Les jours se suivent et se ressemblent, tous teintés de cette même grisaille. Tu vas au travail, tu rentres, tu manges sans faim, tu te couches sans vraiment dormir. Une routine qui ressemble à une anesthésie.
Ce soir-là, pourtant, quelque chose est différent.
Tu es assis sur le canapé, la télé allumée sans le son. Des images défilent : des publicités, des infos, des visages qui sourient pour des raisons qui t’échappent. Ton regard glisse sur l’écran sans rien accrocher. C’est alors que tu le remarques pour la première fois.
Un léger tremblement dans l’air, juste au coin de ton champ de vision. Comme une chaleur qui monte du sol. Tu tournes la tête. Rien. Mais quand tu reviens à l’écran, la sensation persiste. Une infime distorsion, comme si la réalité avait un défaut de fabrication.
Ce n’est rien. Regarde ailleurs.
La présence est revenue, calme et rassurante. Tu inspires lentement, comme elle te le suggère. Le tremblement disparaît. Tu te dis que c’est la fatigue. Forcément la fatigue.
Le lendemain matin, c’est plus net.
En te brossant les dents, tu croises ton reflet dans le miroir. Pendant une seconde, tes yeux ne te semblent pas tout à fait les tiens. Ils sont plus fatigués, plus anciens. Tu clignes des paupières. Tout redevient normal. Mais ton cœur bat plus fort.
Tu décides de sortir marcher. L’air frais te fera du bien, te dis-tu. Les rues sont mouillées par une pluie fine qui ne mouille pas vraiment. Tes pas te portent sans que tu choisisses vraiment la direction. Tu finis par t’arrêter devant un petit parc que tu évitais depuis des mois. L’endroit où vous veniez parfois, avant.

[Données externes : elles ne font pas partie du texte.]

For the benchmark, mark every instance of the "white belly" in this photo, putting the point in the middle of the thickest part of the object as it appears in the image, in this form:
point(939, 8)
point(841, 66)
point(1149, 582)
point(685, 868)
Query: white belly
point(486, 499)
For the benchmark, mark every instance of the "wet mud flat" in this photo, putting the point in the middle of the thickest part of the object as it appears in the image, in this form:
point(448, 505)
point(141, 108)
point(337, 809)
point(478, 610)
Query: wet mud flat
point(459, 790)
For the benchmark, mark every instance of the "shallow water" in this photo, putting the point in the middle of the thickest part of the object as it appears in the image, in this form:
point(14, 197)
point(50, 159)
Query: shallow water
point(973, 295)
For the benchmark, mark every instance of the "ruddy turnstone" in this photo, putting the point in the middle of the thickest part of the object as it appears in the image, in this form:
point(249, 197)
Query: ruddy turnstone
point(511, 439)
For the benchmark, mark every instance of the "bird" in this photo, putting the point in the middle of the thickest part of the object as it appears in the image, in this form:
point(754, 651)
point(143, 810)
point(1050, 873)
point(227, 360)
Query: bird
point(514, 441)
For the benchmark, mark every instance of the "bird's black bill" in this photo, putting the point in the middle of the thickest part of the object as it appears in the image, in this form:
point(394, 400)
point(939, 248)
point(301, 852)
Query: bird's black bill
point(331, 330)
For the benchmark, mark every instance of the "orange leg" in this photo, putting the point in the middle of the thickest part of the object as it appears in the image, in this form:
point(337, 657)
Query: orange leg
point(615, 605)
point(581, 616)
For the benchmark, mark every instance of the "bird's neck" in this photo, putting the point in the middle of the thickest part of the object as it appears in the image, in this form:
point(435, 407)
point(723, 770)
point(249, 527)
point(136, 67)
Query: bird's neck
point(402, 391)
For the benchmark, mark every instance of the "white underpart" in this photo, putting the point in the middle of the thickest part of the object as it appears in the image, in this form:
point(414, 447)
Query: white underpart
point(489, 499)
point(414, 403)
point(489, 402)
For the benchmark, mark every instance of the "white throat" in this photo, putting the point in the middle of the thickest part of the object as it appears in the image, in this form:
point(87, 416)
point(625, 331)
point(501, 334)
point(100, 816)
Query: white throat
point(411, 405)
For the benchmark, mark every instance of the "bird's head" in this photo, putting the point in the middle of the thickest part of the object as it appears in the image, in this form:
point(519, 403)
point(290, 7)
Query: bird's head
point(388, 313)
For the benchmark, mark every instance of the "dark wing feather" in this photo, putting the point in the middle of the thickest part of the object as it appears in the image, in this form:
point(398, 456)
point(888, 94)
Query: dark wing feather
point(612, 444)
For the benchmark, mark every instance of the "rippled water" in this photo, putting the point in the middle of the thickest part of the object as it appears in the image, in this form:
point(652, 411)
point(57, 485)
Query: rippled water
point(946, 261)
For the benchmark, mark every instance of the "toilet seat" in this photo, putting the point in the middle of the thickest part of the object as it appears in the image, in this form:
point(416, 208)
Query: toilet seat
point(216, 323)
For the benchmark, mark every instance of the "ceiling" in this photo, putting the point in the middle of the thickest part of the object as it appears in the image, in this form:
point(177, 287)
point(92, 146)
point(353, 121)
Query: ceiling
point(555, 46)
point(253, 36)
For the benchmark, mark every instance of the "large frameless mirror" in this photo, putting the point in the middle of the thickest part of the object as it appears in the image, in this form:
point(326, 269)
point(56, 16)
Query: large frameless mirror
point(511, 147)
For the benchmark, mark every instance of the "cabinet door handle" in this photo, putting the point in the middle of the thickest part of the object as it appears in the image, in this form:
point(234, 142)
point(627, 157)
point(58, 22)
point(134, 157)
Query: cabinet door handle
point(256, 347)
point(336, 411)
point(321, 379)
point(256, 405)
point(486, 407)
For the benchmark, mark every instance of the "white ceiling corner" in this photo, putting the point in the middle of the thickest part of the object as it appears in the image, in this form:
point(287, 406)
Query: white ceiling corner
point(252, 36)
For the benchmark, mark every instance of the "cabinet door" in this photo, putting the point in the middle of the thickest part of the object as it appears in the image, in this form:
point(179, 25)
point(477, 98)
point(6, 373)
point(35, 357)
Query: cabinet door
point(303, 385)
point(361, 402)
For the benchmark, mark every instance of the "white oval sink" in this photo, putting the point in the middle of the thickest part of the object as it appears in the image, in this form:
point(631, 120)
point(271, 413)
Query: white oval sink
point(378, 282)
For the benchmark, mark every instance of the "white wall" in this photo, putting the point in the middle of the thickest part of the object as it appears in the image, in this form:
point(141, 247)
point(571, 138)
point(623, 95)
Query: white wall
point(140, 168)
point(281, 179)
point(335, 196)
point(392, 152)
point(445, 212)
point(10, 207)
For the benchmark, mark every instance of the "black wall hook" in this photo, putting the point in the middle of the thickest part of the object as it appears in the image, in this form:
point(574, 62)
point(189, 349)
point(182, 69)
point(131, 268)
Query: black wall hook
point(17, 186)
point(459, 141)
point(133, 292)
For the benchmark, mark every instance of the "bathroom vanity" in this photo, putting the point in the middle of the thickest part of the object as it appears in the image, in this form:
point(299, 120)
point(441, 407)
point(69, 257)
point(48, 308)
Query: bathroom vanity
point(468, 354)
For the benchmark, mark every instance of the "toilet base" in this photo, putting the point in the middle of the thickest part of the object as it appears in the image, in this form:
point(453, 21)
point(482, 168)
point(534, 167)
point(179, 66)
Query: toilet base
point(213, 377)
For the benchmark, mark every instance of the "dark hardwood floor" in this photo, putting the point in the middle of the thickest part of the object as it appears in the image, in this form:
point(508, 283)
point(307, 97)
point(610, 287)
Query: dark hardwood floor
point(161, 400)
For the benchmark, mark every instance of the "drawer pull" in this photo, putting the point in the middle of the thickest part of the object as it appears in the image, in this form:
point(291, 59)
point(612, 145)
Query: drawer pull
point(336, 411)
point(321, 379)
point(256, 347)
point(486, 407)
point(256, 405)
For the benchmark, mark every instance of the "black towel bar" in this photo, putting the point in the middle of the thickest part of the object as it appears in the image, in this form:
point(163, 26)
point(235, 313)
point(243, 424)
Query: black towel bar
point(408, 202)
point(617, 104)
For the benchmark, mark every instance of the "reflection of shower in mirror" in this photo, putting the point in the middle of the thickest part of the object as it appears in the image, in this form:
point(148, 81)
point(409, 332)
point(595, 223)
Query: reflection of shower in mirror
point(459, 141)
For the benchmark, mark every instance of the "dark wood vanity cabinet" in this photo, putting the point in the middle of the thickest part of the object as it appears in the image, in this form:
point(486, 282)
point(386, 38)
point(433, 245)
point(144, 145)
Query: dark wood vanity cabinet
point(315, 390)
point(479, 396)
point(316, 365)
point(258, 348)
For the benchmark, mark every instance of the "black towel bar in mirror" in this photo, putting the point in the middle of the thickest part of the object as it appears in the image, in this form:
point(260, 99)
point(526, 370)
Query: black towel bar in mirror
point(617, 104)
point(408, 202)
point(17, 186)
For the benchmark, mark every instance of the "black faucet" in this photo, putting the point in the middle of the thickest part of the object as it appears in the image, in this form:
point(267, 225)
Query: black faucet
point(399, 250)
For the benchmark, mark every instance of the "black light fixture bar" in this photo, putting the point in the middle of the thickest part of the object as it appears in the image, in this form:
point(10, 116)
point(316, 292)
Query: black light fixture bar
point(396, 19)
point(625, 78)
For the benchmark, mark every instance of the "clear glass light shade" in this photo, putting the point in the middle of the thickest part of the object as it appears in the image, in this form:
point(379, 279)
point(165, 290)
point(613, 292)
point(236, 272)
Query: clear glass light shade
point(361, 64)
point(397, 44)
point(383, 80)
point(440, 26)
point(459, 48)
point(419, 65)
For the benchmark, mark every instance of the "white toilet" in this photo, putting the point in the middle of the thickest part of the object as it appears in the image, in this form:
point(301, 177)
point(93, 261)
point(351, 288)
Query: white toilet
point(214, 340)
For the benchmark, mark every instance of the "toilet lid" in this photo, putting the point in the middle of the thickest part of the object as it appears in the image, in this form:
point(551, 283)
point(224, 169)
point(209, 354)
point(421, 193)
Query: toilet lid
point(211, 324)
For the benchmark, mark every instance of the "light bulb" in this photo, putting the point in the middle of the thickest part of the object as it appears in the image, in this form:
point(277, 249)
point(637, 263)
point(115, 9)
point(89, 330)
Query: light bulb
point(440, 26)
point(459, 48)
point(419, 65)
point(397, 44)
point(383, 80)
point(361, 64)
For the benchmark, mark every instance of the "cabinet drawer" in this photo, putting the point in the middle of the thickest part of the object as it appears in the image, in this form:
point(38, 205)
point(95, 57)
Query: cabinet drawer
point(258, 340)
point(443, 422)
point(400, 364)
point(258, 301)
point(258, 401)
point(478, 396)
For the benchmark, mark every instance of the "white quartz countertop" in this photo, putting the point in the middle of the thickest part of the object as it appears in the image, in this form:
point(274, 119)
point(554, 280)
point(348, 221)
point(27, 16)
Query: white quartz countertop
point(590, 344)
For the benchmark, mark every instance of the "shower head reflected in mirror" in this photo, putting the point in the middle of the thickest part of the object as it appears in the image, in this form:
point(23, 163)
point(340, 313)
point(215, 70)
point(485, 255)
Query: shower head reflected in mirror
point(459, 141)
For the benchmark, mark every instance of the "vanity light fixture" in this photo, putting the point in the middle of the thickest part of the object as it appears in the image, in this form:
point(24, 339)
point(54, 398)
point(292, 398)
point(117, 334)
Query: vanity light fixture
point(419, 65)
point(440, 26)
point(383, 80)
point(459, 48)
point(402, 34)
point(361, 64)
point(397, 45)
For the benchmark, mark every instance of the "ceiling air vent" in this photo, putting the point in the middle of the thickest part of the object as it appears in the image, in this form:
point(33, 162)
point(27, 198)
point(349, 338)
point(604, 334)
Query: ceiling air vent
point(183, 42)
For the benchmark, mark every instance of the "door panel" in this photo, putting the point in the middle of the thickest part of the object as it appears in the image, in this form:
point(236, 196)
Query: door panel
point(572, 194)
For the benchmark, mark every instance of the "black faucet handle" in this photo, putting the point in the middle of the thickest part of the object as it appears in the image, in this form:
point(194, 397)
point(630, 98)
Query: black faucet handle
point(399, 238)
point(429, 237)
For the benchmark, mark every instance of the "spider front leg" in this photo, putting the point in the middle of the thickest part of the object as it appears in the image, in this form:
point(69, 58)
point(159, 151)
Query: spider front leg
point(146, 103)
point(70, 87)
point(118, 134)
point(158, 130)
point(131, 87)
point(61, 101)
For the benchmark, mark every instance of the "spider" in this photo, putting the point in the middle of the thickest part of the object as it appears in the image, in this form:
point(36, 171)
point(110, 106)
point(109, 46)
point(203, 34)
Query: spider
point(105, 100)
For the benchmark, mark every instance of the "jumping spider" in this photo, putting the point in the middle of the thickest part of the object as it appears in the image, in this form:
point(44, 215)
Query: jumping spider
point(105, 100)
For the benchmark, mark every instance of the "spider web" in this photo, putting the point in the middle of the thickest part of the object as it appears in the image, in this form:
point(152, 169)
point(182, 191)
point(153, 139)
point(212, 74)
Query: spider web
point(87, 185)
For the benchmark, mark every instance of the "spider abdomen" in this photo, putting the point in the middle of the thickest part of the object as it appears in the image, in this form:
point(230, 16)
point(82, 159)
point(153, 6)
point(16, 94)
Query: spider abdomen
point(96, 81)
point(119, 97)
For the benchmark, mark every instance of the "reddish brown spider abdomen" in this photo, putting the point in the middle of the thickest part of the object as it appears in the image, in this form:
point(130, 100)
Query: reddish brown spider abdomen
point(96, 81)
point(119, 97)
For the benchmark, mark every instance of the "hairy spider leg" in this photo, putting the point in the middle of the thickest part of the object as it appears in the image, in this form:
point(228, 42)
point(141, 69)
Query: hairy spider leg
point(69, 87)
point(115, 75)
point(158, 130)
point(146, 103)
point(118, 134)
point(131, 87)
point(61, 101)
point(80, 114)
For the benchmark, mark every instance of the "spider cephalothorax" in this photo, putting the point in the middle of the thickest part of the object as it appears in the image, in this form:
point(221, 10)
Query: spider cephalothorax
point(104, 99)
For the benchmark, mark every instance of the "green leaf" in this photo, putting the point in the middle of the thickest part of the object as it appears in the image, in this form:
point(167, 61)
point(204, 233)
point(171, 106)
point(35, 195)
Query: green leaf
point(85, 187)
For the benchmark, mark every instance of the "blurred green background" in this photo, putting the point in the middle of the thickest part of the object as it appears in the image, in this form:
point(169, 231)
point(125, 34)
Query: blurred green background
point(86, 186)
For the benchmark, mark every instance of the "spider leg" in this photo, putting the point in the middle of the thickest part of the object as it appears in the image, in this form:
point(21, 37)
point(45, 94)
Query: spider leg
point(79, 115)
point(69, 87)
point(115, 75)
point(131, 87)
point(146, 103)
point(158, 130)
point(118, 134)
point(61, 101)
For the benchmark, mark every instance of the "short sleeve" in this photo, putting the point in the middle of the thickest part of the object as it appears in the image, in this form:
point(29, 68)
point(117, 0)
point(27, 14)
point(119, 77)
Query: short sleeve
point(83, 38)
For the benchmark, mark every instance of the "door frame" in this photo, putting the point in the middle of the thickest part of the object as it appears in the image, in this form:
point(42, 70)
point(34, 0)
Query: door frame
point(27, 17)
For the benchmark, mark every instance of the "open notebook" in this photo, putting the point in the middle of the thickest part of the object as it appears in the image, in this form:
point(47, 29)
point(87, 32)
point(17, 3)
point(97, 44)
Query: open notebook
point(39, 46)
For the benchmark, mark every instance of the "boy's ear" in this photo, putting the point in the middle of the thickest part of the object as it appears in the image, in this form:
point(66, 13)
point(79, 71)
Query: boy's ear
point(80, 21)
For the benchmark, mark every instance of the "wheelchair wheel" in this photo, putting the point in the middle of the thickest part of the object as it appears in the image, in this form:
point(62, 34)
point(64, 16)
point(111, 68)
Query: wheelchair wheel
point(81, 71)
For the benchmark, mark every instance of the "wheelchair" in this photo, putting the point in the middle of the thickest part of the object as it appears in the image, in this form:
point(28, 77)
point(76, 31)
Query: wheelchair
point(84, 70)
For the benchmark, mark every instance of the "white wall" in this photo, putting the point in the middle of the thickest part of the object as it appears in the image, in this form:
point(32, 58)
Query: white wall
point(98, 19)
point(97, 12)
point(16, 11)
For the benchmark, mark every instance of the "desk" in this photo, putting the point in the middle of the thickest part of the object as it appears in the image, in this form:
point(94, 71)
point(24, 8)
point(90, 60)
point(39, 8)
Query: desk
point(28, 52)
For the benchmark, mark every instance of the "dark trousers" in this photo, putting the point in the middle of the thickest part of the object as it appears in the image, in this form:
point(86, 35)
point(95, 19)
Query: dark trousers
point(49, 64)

Tu t’assois sur un banc humide. Les gouttes glissent sur ton manteau. Autour de toi, des gens promènent leur chien, des enfants courent malgré le temps. La vie ordinaire. Et toi, au milieu, comme une ombre.
C’est là que la vague te submerge. Pas une larme. Pas un sanglot. Quelque chose de plus profond. Une douleur sourde qui remonte du ventre jusqu’à la gorge. Tu te plies légèrement en avant, les coudes sur les genoux.
Je sais que ça fait mal. Laisse passer. Tu n’as pas besoin de la retenir.
La présence est plus proche aujourd’hui. Presque tangible. Tu ne poses pas de questions. Tu te contentes d’écouter. Et étrangement, la douleur reflue un peu, comme si quelqu’un avait posé une main chaude au milieu de ta poitrine.
En rentrant, tu fais un détour par la supérette. Tu remplis ton panier sans réfléchir : du pain, du lait, des fruits que tu ne mangeras probablement pas. À la caisse, la caissière te sourit. Un sourire gentil, un peu triste.
« Vous allez bien ? » demande-t-elle.
Tu hoches la tête. Tu voudrais lui dire que non, que tu ne sais plus trop ce que « bien » veut dire, mais les mots restent coincés. Tu paies et tu sors rapidement.
Ce soir-là, chez toi, les fissures reviennent.
Assis à la table de la cuisine, tu regardes fixement le mur d’en face. Pendant un instant, la peinture semble onduler, comme une respiration. Une couleur que tu ne saurais pas nommer traverse l’espace. Bleue ? Non. Quelque chose entre le violet et le souvenir.
Tu fermes les yeux.
Ce n’est pas dangereux. Pas encore.
Tu rouvres les yeux. Tout est normal. Le mur est blanc, terne, comme toujours. Mais ton cœur bat vite. Tu te lèves, tu fais quelques pas dans l’appartement. Dans le couloir, tu t’arrêtes devant la porte de la chambre du fond. Celle que tu n’ouvres presque plus.
Ta main se pose sur la poignée. Tu hésites longtemps.
Pas ce soir.
Tu retires ta main comme si la poignée était brûlante. Tu recules jusqu’au salon et tu t’allonges sur le canapé, tout habillé. La fatigue te tombe dessus d’un coup.
Juste avant de sombrer, tu entends à nouveau, tout près de ton oreille :
Je reste avec toi. Dors.
Et pour la première fois depuis très longtemps, tu t’endors sans lutter.